Rezension

Man muss sich drauf einlassen

Das Vorkommnis -

Das Vorkommnis
von Julia Schoch

Bewertet mit 5 Sternen

Man muss sich drauf einlassen

Wir haben übrigens denselben Vater“

Nach einer Lesung in Norddeutschland ist es dieser Satz, den eine Frau zu der namenlosen Ich-Erzählerin des neuen Romans von Julia Schocht sagt.

Und es ist dieser eine Satz, das Vorkommnis, diese Lebenslüge ihres Vaters, der die Protagonistin dazu bringt, in den folgenden Jahren ihr gesamtes Leben zu überdenken. Sie hinterfragt ihre Kindheit die sie in der DDR verbracht hat, das dortige System, die Beziehung zu ihren Eltern und ihrer „richtigen“ Schwester. Letztlich beginnt sie sogar an ihrer Ehe zu zweifeln.

Diese Gedanken bringt die Protagonistin, eine Schriftstellerin, nun zu Papier.

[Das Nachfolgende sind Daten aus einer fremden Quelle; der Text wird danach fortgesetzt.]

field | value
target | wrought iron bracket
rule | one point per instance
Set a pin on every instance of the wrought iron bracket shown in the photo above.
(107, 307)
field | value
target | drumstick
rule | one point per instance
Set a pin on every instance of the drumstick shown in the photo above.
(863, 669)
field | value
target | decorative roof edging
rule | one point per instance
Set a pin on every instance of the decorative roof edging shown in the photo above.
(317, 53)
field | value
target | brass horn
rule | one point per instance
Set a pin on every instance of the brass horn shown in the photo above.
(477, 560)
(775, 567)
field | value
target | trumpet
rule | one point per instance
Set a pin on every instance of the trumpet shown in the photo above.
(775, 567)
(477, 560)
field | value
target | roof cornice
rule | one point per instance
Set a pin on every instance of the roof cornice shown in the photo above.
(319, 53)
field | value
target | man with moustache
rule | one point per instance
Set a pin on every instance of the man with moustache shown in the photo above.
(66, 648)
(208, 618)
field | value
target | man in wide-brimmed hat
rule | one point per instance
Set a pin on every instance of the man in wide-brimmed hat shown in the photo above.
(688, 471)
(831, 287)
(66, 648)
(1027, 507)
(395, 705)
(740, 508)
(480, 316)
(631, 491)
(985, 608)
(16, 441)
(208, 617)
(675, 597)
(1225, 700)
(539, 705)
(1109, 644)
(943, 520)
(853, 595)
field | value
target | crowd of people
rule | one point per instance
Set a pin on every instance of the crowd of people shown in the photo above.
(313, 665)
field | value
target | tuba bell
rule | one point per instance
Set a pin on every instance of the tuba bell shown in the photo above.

 „…..habe ich mich manchmal hingesetzt, um für das Auftauchen der fremden Frau Worte zu finden. Ich habe das Geschehen zerlegt, weil die Dinge sonst über mich hergefallen wären. Ich musste jedes Mal neu ansetzen. Es war schwer, die Geschehnisse, Gefühle und Gedanken in die richtige Reihenfolge zu bringen.“

Dieses Romanzitat (Seite163) trifft den Stil, in dem die Erzählerin ihre Gedanken und Gefühle hier zu Papier bringt, genau.

Erzählt wird in kurzen Kapiteln, ohne das auf den ersten Blick ein roter Faden erkennbar wäre und die Tatsache, dass keine der im Buch vorkommenden Personen mit Namen benannt wird führt dazu, dass der Leser die niedergelegten Gedanken und Gefühle sehr distanziert betrachtet.
Mir ist es jedenfalls nicht gelungen, zu einer der Personen eine Beziehung aufzubauen.

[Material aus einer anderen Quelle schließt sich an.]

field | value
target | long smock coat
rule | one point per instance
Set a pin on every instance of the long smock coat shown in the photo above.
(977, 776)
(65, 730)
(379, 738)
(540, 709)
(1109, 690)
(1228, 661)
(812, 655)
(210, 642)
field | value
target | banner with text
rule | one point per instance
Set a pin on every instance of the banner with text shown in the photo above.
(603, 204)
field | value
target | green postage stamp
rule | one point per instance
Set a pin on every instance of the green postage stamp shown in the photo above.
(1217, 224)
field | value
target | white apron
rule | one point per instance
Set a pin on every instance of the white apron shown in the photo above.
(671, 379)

Aber genau darin liegt der Reiz des Buches. Es bietet viele Denkanstöße, die es wert sind, sie weiterzuverfolgen und letztlich kann man die Entwicklung, die das Leben der Ich-Erzählerin nach dem Vorkommnis nimmt, trotz der nicht leicht zu konsumierenden Schreibweise sehr gut nachvollziehen.

Besonders gefallen hat mir persönlich, wie die Erzählerin immer wieder versuchtes, zu ihrem realen Leben Parallelen in der Literatur zu finden.

Ich hatte aufgrund der Leseprobe definitiv einen anderen Romaninhalt, nämlich eine dieser üblichen Familiengeschichten erwartet, und habe mich anfangs deshalb auch mit dem Buch schwer getan. Nachdem ich mich aber einmal auf den Schreibstil eingelassen hatte, entwickelte das Buch einen Reiz, dem ich mich nicht mehr entziehen konnte.

Mein Fazit:
Wer eine normale Familiengeschichte sucht, ist mit dem Buch definitiv nicht gut beraten. Wer aber bereit ist, sich auf das Buch einzulassen, die Denkanstöße aufzunehmen und weiterzuverfolgen, der hält einen großartigen Roman in der Hand. Von mir eine Leseempfehlung!